Elle peut prendre l’apparence d’une silhouette comme celle du poisson-lion ou d’une anguille.
Giant cephalopods: myth or reality ?
The existence of giant cephalopods living in the deep sea eventually got confirmed. Evidence includes large biting scars left on their main predator: sperm whales. Some specimens reaching nearly 20m long have also been found or fished (Teuthoid squids such as Architeutis, Mesonychoteuthis and Histiotheuthis).
Cephalopods and scuba diving: how to approach and to take pictures of them ?
On top of being wonderful animals able of changing colors and patterns within a second, octopus, squids and cuttlefish are particularly photogenic animals.
Octopus and underwater photography
Octopus (Octopus vulgaris in Europe, Octopus cyanea in the Indian ocean) are extremely clever animals, able of deducing, memorizing and learning.
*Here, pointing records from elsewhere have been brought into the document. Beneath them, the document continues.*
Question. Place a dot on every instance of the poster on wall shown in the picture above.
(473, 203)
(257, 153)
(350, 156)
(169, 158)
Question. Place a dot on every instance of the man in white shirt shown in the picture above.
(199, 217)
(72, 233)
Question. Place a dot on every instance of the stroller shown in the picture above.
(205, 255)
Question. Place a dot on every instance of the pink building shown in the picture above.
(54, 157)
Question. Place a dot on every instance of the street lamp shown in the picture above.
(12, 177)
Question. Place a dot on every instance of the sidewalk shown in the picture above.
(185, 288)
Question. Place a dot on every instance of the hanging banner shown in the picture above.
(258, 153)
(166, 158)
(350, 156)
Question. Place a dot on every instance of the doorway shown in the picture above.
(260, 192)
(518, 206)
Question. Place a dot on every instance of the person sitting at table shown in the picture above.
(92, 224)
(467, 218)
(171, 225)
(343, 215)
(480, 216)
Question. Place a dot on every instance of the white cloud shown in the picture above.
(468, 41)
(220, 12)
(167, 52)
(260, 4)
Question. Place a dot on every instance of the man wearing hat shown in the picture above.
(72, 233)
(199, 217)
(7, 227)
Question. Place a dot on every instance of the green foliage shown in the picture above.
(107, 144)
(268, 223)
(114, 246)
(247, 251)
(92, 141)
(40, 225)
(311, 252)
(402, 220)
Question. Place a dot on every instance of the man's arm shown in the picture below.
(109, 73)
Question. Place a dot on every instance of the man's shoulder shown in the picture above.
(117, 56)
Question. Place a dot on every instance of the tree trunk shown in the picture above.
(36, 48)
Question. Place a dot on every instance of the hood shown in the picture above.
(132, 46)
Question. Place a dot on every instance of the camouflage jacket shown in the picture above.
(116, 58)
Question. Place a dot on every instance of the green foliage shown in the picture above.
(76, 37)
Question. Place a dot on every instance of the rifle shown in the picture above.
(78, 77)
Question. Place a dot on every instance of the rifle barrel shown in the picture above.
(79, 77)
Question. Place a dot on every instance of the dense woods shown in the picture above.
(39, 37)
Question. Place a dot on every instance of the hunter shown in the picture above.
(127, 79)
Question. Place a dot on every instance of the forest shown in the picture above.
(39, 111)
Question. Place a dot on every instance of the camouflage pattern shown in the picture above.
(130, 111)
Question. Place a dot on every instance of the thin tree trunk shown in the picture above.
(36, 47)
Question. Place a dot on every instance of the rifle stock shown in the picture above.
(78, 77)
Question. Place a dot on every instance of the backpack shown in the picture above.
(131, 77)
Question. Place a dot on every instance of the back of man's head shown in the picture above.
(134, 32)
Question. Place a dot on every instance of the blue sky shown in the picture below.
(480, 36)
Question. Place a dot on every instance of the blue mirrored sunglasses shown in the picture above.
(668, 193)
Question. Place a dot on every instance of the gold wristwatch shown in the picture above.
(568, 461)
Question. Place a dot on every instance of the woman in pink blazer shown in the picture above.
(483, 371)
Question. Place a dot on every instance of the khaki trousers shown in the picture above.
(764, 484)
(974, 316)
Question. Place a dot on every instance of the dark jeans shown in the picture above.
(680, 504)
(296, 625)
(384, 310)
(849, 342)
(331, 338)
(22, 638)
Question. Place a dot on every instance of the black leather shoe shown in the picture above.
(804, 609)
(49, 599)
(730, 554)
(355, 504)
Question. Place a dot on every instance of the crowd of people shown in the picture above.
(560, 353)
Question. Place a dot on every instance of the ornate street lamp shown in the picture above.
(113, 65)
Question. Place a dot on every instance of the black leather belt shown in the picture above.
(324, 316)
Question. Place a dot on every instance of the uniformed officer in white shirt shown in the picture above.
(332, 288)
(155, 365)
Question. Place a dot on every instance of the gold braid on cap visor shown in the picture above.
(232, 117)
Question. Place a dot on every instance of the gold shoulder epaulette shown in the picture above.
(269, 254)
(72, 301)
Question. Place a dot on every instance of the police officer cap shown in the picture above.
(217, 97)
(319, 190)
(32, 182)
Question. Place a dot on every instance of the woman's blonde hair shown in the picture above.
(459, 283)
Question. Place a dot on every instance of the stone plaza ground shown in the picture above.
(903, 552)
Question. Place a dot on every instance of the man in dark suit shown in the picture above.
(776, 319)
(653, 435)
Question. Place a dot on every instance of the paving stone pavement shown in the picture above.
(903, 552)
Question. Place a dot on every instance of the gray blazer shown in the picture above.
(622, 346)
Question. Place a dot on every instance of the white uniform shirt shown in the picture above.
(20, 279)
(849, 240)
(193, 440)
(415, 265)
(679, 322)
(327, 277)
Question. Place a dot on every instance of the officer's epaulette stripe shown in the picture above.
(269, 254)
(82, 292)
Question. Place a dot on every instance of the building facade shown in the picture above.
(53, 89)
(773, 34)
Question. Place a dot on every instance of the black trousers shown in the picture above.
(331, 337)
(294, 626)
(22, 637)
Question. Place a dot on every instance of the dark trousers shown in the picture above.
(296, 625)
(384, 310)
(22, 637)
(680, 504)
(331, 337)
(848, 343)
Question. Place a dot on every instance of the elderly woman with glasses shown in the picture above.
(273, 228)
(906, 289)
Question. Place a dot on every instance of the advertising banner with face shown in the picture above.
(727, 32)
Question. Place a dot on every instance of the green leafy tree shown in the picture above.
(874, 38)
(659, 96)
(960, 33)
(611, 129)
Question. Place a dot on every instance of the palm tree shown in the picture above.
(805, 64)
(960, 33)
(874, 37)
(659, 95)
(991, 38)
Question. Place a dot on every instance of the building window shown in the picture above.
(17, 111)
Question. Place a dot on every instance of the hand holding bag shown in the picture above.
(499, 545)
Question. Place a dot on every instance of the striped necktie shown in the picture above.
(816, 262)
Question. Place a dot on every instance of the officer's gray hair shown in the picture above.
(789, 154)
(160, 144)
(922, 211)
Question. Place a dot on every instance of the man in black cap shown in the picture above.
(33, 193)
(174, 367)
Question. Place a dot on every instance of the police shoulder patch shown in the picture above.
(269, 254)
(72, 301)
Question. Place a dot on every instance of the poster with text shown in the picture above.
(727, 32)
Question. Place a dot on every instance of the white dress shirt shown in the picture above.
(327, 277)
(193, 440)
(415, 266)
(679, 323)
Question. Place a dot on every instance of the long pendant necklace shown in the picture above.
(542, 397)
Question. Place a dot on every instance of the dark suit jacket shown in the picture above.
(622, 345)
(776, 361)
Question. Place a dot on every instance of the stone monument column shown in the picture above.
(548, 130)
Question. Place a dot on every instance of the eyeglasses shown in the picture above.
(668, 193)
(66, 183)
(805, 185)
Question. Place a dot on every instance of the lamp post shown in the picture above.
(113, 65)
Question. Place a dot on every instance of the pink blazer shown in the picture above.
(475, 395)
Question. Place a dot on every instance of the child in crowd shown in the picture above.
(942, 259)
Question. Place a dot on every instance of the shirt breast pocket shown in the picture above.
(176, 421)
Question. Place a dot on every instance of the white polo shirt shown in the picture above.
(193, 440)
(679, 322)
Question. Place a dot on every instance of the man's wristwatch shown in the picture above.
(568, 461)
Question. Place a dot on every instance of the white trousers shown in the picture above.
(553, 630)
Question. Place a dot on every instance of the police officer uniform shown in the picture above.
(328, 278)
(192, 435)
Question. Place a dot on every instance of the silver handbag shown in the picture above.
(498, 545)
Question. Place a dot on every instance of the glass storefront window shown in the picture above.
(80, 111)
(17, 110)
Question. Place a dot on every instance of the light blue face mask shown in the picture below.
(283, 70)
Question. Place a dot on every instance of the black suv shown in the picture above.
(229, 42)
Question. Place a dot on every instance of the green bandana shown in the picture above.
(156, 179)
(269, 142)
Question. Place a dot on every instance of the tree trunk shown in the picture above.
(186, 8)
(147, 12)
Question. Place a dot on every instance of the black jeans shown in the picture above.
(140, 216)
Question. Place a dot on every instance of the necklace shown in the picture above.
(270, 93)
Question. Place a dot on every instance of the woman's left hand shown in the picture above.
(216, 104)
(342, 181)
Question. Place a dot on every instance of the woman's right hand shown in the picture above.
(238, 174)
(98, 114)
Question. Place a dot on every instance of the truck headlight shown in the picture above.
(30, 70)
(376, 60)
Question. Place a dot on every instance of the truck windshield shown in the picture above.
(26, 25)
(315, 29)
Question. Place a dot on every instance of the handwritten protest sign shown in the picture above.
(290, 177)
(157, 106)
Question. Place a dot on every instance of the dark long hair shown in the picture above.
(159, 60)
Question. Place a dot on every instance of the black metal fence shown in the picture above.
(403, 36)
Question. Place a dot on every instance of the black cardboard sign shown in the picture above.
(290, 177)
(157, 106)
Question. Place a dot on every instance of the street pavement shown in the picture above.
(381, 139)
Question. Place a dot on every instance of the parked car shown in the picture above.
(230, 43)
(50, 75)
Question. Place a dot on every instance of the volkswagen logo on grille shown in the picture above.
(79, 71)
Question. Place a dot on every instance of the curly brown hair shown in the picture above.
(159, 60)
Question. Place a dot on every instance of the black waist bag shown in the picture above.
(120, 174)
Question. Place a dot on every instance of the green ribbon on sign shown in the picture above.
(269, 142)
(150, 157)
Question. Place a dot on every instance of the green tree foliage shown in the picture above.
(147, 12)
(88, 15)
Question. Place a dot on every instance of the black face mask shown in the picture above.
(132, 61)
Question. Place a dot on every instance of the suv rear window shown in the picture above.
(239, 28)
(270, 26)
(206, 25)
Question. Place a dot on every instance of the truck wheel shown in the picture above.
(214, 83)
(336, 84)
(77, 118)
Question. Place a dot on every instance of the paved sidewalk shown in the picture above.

But they are also extremely curious.
They can be found in reef cracks, or while hunting across the reef.
They live in caves that are easily recognized : these can be found at the bottom of coral structures, surrounded by small rocks and shells.
When they want to take shelter, octopuses go back in their cave and close it with peebles thanks to their suckered arms.
One has to be patient and smart in order to get an octopus’ attention.
They are often shy at the beginning (when they are scared they can turn to pale white), but they fast become curious, and then they can go ut from their hide.
Squids and underwater photography
Squids are not curious during the day, and quite difficult to approach.
They can be found in groups or alone, often around 1m deep.
The best time to take picture of them is at night: attracted by lights, they can be easily approached then.
Lucky photographers will see them hunting or holding a prey between their tentacles.
When they are close to the surface, one can use reflect effects.